Sunday, June 23, 2019

the last book I ever read (Casey Cep's Furious Hours: Murder, Fraud, and the Last Trial of Harper Lee, excerpt eight)

from Furious Hours: Murder, Fraud, and the Last Trial of Harper Lee by Casey Cep:

If it was tough to run as a liberal in Alabama, it was almost impossible to govern as one. Tom Radney’s colleagues in the legislature had no choice but to let him in the chamber, but they had no intention of letting any of his bills out of it. One year into his term, Tom confessed to a church group in Auburn that he felt as if he “had to spend more time fighting bad legislation than passing good legislation.”

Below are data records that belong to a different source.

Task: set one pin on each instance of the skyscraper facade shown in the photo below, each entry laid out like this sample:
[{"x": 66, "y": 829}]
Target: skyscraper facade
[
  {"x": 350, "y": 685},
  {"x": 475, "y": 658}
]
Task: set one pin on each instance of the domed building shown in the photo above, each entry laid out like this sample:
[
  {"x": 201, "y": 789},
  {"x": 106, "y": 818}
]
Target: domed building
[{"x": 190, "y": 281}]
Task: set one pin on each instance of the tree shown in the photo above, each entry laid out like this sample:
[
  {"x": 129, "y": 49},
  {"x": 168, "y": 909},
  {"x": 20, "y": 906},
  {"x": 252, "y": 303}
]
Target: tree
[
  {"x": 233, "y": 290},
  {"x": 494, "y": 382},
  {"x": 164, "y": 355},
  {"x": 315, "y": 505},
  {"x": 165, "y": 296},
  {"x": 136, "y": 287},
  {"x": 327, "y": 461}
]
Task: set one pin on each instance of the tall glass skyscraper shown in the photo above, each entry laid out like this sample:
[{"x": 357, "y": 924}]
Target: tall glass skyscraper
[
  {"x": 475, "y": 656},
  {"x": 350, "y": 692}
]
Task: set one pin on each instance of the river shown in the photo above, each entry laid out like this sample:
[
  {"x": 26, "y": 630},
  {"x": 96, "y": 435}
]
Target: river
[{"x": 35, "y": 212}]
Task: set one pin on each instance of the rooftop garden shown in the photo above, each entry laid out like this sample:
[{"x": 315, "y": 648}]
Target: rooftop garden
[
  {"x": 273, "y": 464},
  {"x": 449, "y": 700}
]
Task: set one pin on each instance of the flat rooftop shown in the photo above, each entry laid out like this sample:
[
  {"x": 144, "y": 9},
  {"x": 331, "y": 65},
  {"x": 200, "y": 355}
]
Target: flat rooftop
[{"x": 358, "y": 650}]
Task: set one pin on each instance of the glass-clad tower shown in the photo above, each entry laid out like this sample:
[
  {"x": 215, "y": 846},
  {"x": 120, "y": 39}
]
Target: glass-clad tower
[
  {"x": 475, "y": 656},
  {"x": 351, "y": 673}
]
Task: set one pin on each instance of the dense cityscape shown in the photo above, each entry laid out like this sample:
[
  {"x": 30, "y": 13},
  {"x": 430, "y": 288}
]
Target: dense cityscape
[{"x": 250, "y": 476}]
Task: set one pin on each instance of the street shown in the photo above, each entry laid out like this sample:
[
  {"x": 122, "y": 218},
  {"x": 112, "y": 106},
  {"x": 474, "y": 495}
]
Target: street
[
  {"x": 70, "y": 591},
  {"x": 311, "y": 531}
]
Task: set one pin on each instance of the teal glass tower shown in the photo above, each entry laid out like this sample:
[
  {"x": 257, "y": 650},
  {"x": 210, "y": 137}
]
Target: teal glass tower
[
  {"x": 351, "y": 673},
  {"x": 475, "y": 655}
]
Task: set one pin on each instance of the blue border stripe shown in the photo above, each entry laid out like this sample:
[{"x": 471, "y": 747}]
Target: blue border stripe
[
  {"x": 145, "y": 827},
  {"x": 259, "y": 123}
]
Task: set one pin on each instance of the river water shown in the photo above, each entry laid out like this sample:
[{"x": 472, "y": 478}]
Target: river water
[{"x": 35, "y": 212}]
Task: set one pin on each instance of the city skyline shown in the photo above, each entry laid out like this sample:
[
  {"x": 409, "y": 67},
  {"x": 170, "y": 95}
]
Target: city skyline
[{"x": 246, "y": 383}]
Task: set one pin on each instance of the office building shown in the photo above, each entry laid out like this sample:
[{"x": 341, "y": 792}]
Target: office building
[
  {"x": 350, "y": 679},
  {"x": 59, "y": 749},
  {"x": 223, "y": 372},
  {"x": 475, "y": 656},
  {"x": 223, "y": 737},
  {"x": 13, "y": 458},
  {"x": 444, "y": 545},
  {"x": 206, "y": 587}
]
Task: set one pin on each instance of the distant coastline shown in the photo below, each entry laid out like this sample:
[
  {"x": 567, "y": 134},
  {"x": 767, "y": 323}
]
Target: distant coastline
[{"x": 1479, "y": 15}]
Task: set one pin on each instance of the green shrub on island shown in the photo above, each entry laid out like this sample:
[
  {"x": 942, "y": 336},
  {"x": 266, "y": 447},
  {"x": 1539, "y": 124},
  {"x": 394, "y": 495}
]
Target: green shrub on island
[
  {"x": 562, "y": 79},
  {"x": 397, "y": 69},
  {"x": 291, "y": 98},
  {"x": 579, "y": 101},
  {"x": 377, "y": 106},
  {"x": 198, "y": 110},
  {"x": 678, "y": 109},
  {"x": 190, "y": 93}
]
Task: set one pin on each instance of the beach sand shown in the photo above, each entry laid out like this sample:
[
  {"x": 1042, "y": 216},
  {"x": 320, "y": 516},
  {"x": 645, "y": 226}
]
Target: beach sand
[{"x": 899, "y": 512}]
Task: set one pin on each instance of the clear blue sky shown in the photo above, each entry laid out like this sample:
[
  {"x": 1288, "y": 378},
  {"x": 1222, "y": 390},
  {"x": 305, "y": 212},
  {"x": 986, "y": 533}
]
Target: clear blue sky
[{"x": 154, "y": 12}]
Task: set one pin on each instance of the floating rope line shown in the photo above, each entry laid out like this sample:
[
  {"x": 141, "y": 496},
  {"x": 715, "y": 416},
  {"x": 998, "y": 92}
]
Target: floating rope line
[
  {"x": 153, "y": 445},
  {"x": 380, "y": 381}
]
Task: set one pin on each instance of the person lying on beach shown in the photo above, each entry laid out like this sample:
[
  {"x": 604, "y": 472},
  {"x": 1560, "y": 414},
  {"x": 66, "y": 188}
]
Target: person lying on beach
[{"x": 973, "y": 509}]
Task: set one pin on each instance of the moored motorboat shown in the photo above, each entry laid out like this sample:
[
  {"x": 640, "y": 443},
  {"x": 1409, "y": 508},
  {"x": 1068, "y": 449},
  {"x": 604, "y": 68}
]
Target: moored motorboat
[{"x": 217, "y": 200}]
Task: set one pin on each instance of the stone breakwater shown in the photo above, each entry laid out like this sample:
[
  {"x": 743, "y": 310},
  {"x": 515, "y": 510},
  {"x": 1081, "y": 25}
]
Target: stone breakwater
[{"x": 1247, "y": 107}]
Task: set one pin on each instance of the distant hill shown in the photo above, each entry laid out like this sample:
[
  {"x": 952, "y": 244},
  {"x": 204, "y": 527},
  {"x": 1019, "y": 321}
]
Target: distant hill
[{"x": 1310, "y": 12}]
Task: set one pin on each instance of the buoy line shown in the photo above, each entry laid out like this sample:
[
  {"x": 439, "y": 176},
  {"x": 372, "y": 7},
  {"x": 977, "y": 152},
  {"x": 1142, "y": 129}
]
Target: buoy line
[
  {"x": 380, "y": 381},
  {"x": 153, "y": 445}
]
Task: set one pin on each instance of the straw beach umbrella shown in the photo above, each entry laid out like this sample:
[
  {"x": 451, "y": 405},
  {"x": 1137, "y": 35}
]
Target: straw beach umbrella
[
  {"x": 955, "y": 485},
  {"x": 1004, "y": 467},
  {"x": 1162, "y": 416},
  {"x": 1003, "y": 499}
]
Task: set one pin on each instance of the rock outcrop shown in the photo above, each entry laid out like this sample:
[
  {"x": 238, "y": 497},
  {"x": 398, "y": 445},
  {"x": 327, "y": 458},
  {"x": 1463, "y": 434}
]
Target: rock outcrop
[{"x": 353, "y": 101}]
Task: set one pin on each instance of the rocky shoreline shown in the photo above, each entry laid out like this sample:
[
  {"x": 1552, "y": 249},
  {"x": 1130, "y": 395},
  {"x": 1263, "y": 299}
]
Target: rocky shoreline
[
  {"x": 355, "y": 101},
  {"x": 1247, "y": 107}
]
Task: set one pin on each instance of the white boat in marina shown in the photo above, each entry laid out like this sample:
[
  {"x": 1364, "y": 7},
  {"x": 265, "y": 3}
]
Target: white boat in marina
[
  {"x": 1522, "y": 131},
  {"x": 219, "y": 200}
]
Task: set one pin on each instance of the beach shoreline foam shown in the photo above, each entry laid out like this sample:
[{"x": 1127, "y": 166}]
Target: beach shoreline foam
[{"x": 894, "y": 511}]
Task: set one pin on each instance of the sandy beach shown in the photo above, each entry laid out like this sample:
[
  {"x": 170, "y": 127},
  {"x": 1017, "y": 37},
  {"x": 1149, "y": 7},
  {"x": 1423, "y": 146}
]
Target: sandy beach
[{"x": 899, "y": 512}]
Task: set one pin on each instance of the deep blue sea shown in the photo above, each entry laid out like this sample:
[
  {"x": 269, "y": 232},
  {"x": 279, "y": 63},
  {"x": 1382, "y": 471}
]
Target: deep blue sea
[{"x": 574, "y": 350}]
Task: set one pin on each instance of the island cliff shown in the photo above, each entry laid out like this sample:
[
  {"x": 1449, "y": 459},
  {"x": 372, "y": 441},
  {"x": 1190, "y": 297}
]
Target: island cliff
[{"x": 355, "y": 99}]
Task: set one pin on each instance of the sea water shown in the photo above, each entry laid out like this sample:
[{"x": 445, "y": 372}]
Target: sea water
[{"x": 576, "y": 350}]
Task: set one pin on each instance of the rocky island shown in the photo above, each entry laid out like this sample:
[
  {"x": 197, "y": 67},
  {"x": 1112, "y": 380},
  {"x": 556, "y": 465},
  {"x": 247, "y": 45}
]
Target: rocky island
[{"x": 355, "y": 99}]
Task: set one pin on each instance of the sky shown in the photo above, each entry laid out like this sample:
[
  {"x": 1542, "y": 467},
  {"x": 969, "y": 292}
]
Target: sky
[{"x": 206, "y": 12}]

That bad legislation included a serious, if inexplicable, effort to remove Alabama from the United Nations, which made it through the house but not the senate; a bill that would have allowed the legislature to approve or reject speakers at state schools, which Tom managed to quash, partly through a public debate at Auburn University, where he mounted a passionate defense of academic freedom; and a Wallace-backed effort to defund the Tuskegee Institute, a recipient of state funding since 1881, which Tom derailed by threatening a one-man filibuster. The good legislation, proposed by Radney and resoundingly voted down, or denied a vote, including lowering the voting age in Alabama to eighteen (on the grounds that anyone old enough to die for their country in Vietnam was old enough to vote for its leadership), revising election laws around absentee voting, and removing a line item in the University of Alabama budget for the purchase of Confederate flags.